Виссарион принялся рассуждать, что из слов в Маккавеевой книге и изречения Христа, на которые латиняне ссылаются, можно сделать вывод об отпущении лишь некоторых грехов по смерти, но каким образом, посредством ли наказания, притом огненного, сего не видно. Да и что общего между отпущением и очищением огнём и мучениями?

– Должно быть что-то одно, – сказал Виссарион. – Либо отпущение, либо наказание, а не то и другое вместе. Иоанн Златоуст так толковал слова апостола Павла, которые мы услышали сегодня. Под огнём святой Отец разумеет огонь вечный, под золотом и драгоценными каменьями добродетели, под дровами, сеном, соломой худые дела, пищу вечного огня. Под спасением, но как бы из огня – сохранение и продолжение бытия грешников среди мучений.

– Блаженный Августин, – продолжил Виссарион, – понимал слово спасётся в значения блаженства, что и придало этому месту послания святого Апостола иной смысл.

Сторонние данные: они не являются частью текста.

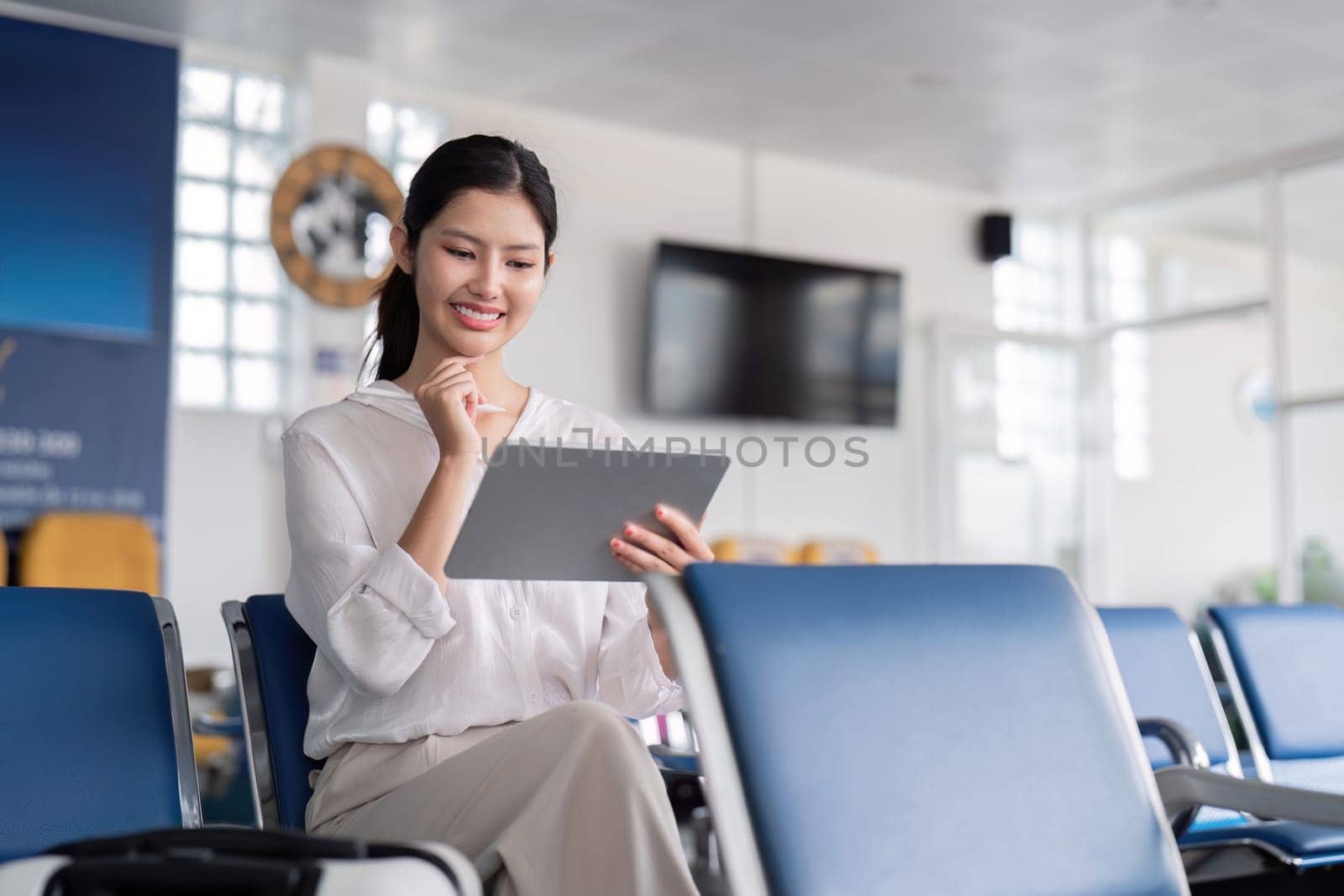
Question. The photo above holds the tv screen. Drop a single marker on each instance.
(756, 336)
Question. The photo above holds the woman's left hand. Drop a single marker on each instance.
(640, 550)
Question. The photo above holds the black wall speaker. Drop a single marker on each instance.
(995, 237)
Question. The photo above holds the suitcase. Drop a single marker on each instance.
(217, 862)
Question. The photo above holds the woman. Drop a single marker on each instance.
(467, 711)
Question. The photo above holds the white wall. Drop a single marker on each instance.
(622, 188)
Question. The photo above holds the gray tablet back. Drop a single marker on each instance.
(549, 512)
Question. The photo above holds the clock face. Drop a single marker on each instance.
(329, 219)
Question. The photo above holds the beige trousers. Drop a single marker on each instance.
(566, 802)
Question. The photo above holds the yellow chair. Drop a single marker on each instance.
(748, 550)
(837, 553)
(89, 551)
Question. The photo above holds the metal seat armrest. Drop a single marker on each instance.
(1184, 746)
(1182, 788)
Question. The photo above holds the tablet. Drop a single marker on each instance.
(549, 512)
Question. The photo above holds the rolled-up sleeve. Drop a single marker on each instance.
(373, 613)
(631, 678)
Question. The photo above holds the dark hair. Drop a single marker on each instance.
(480, 161)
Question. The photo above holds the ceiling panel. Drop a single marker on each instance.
(1028, 98)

Святой же Иоанн Златоуст был грек. И святой Апостол Павел также писал на греческом. Само собой, что греки лучше понимают греческие слова, чем посторонние. Мысль апостольского изречения в том, что огню свойственно истреблять, а подлежащие вечному мучению не истребляются. Вот апостол и говорит, что они пребывают, сохраняя и продолжая бытие, хоть и сжигаются огнём.

Торквемада стоит на противоположной кафедре, с прямой спиной, узкие губы сжаты так, что слились в почти невидимую полоску.

– Скажи, Виссарион, – вдруг спросил он. – Какова степень жара огня геенского?

Тут уж не выдержал чиновник Ягарий, представляющий императора на диспуте.

– Чтобы это знать наверняка, – сказал он. – Нужно на себе огонь преисподней испытать.

Кому мытарства загробные, а у меня самые что ни на есть земные. Я про друга своего лепшего говорю – Афанасия, сына шорника. Афанасий на диспуты не допущен, болтается с утра до вечера по городу, всех феррарских девок перемял. Дело, понятно, молодое, только вот Афанасий в языках не бельмеса, вечно просит меня в беседах с чертовками посодействовать. Я же человек семейный, жену свою Настасью люблю, мне в этих разговорах участвовать противно. Одно радует, сын шорника хоть и не новгородец, но парень ушлый. Ему девки – кто каравай принесёт, кто шмат яловины, а кто и фазана жареного целиком.

Гроши у нас, однако, заканчиваются. Папа клялся взять на себя содержание православных делегаций, после открытия Собора тот же чиновник Ягарий торжественно зачитал папское распоряжение: «В месяц выдавать: императору – 30 флоринов, патриарху – 25, митрополитам – по 20, лицам дворов митрополичьих – по 4 флорина…» Но казначеи папины платить не торопятся, монеты выдают неохотно и своевольно. Как только православные на диспутах ерепениться начинают, тут же рассказывают, что флорины, мол, не подвезли. В общем, голодновато становится. Также слух прошёл, что к Ферраре чума подбирается.

Лето от сотворения мира 6947, день святого первомученика Стефана

Едем во Флоренцию. В начале месяца мокрый снег пошёл, и Палеолог с Папой как снег на голову свалились. Собрали нас всех в соборной божнице святого Георгия, где диспуты проходили. Торжественно было, как при открытии Собора. Папа, облачённый согласно святительскому сану и в рогатом клобуке, сидел на высоком месте, за ним сорок четыре кардинала и бискупа, также облаченные в соответствии с саном. А патриарх и митрополиты в мантиях сидели. Зачитали нам грамоты по-латински и по-гречески, что всему Собору нужно переехать из Феррары во Флоренцию.